Du paradis
RENTREE LITTERAIRE 2024

Quel roman vertigineux, complexe et singulier à la fois, que propose Xavier-Marie Bonnot avec Place du paradis ! Une immersion dans notre actualité à partir de l’histoire d’une fugace rencontre qui va s’approfondir.
C’est plutôt un échange de regards où tout se dit dans le silence. Ainsi Pierre pourra comprendre, peut-être, le néant de Marie, sa solitude et son bannissement de la société française suite à ses actions. Seulement pourra-t-il découvrir pourquoi, elle s’est effacée de sa vie française !

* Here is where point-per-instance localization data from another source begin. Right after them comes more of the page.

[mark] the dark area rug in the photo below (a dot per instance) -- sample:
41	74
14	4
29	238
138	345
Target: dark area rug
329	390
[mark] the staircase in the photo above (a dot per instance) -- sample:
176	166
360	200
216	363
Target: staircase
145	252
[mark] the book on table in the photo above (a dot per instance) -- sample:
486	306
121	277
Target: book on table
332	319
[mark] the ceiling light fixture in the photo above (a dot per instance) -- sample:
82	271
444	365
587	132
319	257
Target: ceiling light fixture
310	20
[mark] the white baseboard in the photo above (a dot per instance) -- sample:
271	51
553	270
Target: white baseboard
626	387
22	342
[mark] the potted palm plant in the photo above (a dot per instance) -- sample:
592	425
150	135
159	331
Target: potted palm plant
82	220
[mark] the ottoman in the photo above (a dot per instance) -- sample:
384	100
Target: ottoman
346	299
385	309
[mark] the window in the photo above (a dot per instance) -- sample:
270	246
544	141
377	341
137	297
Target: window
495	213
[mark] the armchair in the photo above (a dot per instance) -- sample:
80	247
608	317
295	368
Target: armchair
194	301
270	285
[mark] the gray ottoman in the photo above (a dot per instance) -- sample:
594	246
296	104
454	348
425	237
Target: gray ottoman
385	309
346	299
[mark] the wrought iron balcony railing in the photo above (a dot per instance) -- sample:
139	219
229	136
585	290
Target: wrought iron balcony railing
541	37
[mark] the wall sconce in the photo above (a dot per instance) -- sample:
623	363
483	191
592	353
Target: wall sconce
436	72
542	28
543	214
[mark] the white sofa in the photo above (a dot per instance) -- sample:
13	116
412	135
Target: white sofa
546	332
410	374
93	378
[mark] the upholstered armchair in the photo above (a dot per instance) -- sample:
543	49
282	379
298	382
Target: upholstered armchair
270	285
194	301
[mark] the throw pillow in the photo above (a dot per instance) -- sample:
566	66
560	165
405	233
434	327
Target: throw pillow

Ce roman dérange par les points qu’il développe, hors des sentiers imposés par la préséance politique. Il nous oblige à regarder là où on avait rangé le mal, loin, devenu en chaussant nos lunettes, si proche de nous. Car, l’Etat islamique, ce nouveau concentré de haine, se nourrit de nos fils et filles, ceux qui ont vécu dans notre culture, nimbés de notre histoire, et pourtant, ont été abandonnés, à un moment ou un autre… C’est cet abandon que raconte Xavier-Marie Bonnot en entrecoupant des extraits d’audition, de procès et de documents du califat de l’horreur.
Brins d’histoire
Marie Rouard est une adolescente esseulée dans son univers occidental avec une mère dont la futilité dérange la femme qui naît en elle, reléguant son histoire familiale dans le tiroir d’une commode. Sa blessure est bien plus profonde qu’une inégalité sociale.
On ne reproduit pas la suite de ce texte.